From my knowledge of the mathematical community and of human nature more broadly, I have no doubt that many mathematicians who are fond of the good old-fashioned way of doing research and have been doing it for decades will stick their head in the sand and try to go on like before, without AI assistance, for as long as they can. This may well delay the radical transformation of research environments in mathematics a bit, but probably not by very much, because once a substantial fraction of their colleagues pick up on the superpowers that AI assistants can give them, the situation becomes highly unstable. I will follow the developments over the next year or two at my own department at Chalmers, as well as at other research-oriented mathematics departments, with great interest and a bit of concern.
Note, finally, that I haven’t said a word in this blog post about the possibly just as radical implications of AI for the other main part of what we do at mathematics departments: undergraduate education. And there are, of course, the kinds of AI risk that I talk about more often and that hit everyone equally, including us mathematicians. We are in for a wild ride.
The term “near-term” is load-bearing here, because I had speculated earlier about a future such revolution, albeit not on such near-term time scales.
Timothy Gowers comments on this:
Initially it was possible to laugh this off: many of the “solutions” consisted in the LLM noticing that the problem had an answer sitting there in the literature already, or could be very easily deduced from known results. But little by little the laughter has become quieter.
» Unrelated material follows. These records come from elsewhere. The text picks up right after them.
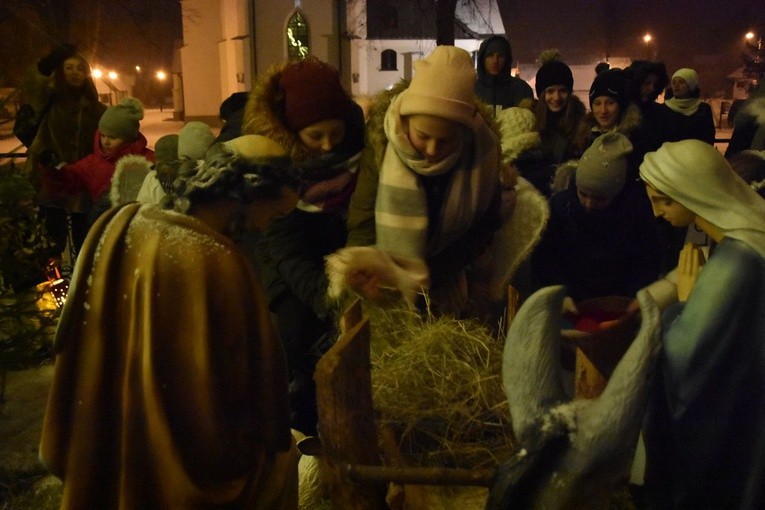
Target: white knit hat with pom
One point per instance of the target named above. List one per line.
(122, 120)
(518, 135)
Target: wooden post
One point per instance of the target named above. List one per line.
(589, 382)
(346, 416)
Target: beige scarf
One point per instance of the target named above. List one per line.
(687, 106)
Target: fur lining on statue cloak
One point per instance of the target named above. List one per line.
(170, 383)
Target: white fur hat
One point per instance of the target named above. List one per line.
(518, 135)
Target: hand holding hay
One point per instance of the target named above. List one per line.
(370, 272)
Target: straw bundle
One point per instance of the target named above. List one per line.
(437, 382)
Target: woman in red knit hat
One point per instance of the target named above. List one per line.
(304, 107)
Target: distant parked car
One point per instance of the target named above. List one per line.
(734, 108)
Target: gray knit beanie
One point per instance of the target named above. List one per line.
(602, 171)
(122, 120)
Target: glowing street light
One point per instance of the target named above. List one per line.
(651, 44)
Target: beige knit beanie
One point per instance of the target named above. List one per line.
(442, 86)
(122, 120)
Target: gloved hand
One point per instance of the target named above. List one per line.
(55, 58)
The message I am getting from what other mathematicians more involved in this enterprise have been saying is that LLMs have got to the point where if a problem has an easy argument that for one reason or another human mathematicians have missed (that reason sometimes, but not always, being that the problem has not received all that much attention), then there is a good chance that the LLMs will spot it. Conversely, for problems where one’s initial reaction is to be impressed that an LLM has come up with a clever argument, it often turns out on closer inspection that there are precedents for those arguments, so it is still just about possible to comfort oneself that LLMs are merely putting together existing knowledge rather than having truly original ideas. How much of a comfort that is I will not discuss here, other than to note that quite a lot of perfectly good human mathematics consists in putting together existing knowledge and proof techniques.
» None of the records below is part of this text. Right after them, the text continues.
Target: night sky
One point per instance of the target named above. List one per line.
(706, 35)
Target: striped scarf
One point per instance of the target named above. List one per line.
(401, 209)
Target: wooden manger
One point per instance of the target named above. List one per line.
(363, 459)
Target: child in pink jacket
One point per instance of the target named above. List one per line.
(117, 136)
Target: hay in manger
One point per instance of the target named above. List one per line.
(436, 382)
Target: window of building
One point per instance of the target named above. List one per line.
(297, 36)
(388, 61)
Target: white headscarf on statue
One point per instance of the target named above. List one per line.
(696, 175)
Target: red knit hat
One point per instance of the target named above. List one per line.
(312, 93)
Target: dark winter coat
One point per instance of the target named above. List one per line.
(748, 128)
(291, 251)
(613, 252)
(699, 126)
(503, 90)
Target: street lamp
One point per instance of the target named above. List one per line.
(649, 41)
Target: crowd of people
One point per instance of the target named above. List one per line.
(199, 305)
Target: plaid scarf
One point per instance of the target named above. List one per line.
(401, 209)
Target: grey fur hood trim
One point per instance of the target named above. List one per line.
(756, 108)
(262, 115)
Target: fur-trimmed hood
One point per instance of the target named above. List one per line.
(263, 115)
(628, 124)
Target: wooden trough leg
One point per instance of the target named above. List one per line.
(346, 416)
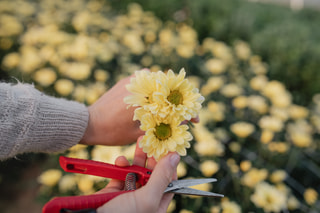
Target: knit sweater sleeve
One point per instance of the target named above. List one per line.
(33, 122)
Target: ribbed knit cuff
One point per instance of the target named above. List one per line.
(35, 122)
(59, 124)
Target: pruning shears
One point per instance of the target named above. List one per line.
(130, 174)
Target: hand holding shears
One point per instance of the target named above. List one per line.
(141, 175)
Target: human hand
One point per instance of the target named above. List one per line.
(149, 198)
(110, 121)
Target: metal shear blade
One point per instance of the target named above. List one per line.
(182, 187)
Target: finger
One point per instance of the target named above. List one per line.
(161, 176)
(151, 163)
(165, 202)
(140, 157)
(195, 120)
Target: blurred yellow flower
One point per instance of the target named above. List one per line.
(67, 183)
(206, 143)
(242, 129)
(163, 136)
(231, 90)
(209, 168)
(266, 136)
(273, 89)
(185, 211)
(213, 84)
(269, 198)
(215, 66)
(281, 113)
(101, 75)
(230, 207)
(75, 71)
(310, 196)
(280, 147)
(298, 112)
(245, 165)
(242, 50)
(240, 102)
(9, 26)
(257, 103)
(300, 133)
(254, 176)
(50, 177)
(222, 51)
(271, 123)
(278, 176)
(64, 87)
(79, 93)
(29, 59)
(235, 147)
(45, 76)
(258, 82)
(215, 209)
(11, 61)
(181, 169)
(217, 110)
(293, 203)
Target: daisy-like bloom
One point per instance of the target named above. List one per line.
(164, 94)
(269, 198)
(163, 136)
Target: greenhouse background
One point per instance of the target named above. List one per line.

The qualifier “my best guess” here can be contrasted with my remark in March 2023, which concerned the lower end of my subjective probability distribution of the time until advanced AI.
Terence Tao seems to spend much of his time these days figuring out efficient workflows for developing mathematics using LLMs; see, e.g., his recent and highly illuminating conversation with Dwarkesh Patel.
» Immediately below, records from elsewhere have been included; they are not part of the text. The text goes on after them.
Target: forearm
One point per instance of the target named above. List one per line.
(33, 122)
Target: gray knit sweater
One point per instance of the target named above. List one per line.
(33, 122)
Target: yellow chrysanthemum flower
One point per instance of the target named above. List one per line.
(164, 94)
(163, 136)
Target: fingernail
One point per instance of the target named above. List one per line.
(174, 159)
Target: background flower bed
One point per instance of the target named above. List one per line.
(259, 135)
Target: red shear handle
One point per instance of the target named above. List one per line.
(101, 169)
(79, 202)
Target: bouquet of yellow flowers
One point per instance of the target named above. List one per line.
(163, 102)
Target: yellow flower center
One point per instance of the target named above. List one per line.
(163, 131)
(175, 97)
I wonder how long researchers in mathematics will be needed at all. Unlike athletes or board game players, whose competitions have entertainment value despite not standing a chance against machines, the work of these researchers is of interest only for themselves. Therefore, if they no longer will be able to significantly contribute to the results by AI (which will also be capable of choosing the most interesting problems to work on), they may need to look for other jobs.